On Friday morning (the 8th February edition) we pointed out that a turn due that day might end the weakness in European stocks that had been gathering pace since our bear advice in the latter part of January. Publication of this edition coincided more or less exactly with the lows there and we show France as an example:
France has not been the weakest European market – that prize is shared by Italy and Spain which both fell by 10%. These have been our preferred short-sale candidates for many months, as we have often stated and for reasons that you may be bored with hearing (it’s a feedback loop caused by the Euro). We assume that shorts were covered on Friday. We expect to be able to advise short selling again quite soon.

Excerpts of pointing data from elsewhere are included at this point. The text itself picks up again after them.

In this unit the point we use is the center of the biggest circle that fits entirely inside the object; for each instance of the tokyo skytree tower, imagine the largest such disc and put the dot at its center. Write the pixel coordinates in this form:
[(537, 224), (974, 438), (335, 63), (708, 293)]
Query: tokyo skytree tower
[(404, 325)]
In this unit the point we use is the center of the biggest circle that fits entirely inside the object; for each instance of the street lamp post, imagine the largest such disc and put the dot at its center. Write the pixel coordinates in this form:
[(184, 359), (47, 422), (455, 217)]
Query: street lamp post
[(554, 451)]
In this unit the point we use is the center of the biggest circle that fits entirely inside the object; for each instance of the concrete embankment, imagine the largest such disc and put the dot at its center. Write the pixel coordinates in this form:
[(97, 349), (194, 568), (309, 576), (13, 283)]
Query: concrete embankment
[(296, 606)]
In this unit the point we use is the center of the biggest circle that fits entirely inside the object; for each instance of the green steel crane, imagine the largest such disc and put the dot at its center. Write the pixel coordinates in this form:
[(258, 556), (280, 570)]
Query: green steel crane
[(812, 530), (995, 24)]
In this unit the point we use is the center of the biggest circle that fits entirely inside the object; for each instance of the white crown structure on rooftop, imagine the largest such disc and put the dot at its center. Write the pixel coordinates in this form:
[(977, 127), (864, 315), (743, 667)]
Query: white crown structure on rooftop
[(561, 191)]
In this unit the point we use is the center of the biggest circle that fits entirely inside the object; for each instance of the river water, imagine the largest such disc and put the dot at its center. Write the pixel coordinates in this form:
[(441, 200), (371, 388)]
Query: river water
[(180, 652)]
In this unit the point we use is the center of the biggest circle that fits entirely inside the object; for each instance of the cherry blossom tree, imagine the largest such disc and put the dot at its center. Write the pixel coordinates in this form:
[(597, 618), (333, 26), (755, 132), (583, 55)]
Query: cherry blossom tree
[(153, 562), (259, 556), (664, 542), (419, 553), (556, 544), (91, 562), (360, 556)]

This shift in our view also affects US markets. There had been some top extensions there, at a daily scale in late January and we remarked in the 6thFebruary edition that these were getting a bit stale so to place tight stops on outstanding shorts. US equity indices have not weakened since these top extensions but have merely turned ‘flat’ as sometimes happens after top extensions as prices form a range instead of reversing into a downtrend. Top extensions mean ‘not up’ rather than ‘down’ as explained in our userguide on the website. The US market also rallied on Friday and this has produced a break in two recent compression signals, both in the Nasdaq futures contract:
The initial break in this daily Nasdaq compression was downward – a ‘HEDfake’ we say – but now it has pushed back up through both the daily and the weekly signals, so the uptrend seems to have resumed. Cover any remaining shorts that haven’t already been stopped and buy US equities to go long. There may be dips to come that will provide slightly cheaper opportunities but we have been trying to catch one such and it hasn’t developed, so now we suggest buying ‘at market’.
We have also recommended buying German assets (equities, especially linked to real estate) on dips for the last few years. This advice also stems from a feedback loop caused by the adoption of the Euro and this recent dip is another suitable opportunity.
At present there doesn't seem to be a reason to change our view of bonds – they will probably rise. It is possible to construct a scenario in which US equities and bonds both go up but this would reverse the current negative correlation between the two. Nonetheless, this now seems likely to us and we will review all the fixed income evidence carefully in the coming days to make sure that this remains the case.